JPMorgan Chase uses a ChatGPT AI-like model to decipher trading signals
Analysts at JPMorgan Chase & Co. have used a ChatGPT-based artificial intelligence (AI) model to analyze statements and speeches from the U.S. Federal Reserve in the past 25 years to determine the nature of policy signals. The outlook of the Federal Reserve has been rated on a scale that the financial services company is referring to as Hawk-Dove Score, Bloomberg reported.
Since the launch of OpenAI's language model GPT 3 and the subsequent chatbot ChatGPT, businesses have invested in exploring other uses of AI technology. Interesting Engineering reported earlier this month how Bloomberg was also developing its own AI model for the financial markets, dubbed BloombergGPT.

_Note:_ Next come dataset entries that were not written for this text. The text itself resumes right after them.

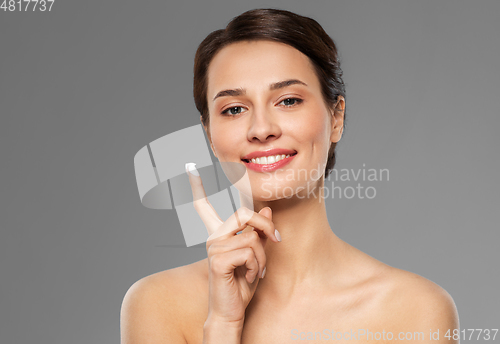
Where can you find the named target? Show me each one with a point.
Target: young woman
(271, 97)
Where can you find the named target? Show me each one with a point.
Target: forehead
(256, 64)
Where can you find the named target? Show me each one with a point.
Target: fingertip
(191, 169)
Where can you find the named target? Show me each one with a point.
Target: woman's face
(262, 96)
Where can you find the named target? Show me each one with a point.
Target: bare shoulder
(160, 306)
(416, 303)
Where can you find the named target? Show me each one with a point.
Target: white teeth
(269, 159)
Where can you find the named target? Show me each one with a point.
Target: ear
(338, 120)
(207, 130)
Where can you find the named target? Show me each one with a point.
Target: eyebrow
(272, 87)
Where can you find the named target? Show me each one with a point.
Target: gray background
(84, 87)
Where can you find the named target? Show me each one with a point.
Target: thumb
(267, 212)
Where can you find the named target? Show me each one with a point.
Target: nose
(264, 127)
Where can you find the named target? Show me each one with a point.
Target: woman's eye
(291, 101)
(233, 110)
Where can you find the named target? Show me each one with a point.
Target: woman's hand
(235, 261)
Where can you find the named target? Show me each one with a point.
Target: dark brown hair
(302, 33)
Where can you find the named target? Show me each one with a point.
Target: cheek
(223, 142)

JPMorgan Chase's work is yet another tool being developed by Wall Street to gain an edge in trading by making use of available information to decipher the central bank's intent and detect potential signals about upcoming policy changes.

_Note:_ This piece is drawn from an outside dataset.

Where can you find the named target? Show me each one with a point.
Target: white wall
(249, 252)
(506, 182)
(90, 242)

How does the Hawk Dove score AI model work?
The development of the AI model comes at a time when the U.S. Federal Reserve has been aggressively tightening its monetary policy to rein in inflation in the country. With fears of an incoming recession as a result of the policy, investors and traders are keen to know when Fed will begin dropping its interest again.

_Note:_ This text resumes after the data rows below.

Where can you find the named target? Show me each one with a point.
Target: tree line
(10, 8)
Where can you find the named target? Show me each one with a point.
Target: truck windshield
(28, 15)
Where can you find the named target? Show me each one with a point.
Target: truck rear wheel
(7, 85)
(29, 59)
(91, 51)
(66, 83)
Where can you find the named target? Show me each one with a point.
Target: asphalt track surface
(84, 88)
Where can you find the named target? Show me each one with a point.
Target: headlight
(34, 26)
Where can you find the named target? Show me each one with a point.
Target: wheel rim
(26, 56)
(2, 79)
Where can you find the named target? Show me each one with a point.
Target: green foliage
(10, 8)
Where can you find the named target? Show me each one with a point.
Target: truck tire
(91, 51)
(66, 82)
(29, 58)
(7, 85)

Economist researchers at JPMorgan Chase went back two and half decades to feed the ChatGPT-based language model statements and speeches from the U.S. central banker to determine if there was a tenor that could help predict upcoming monetary policy decisions.

The researchers found that when the AI tool showed a rise in hawkishness in Fed speakers between meetings, the next policy statement was indeed more hawkish. Hawkish is the term used to describe the outlook of central bankers when they intend to increase interest rates to fight inflation. On the other hand, a dovish outlook aims to reduce interest rates to promote growth.
According to the JPMorgan AI model, Fed statements in recent months have shown fluctuations, and hawkishness had relatively reduced. However, it was still close to the highest levels of hawkishness seen in the past two decades. This suggests that the Fed policy is unlikely to change, which can be confirmed when the US central bank announces interest rates next week.
The JPMorgan model has also analyzed the monetary policy outlook for the Bank of England and the European Central Bank. In the coming months, it is expected to expand to another 30 central banks around the world.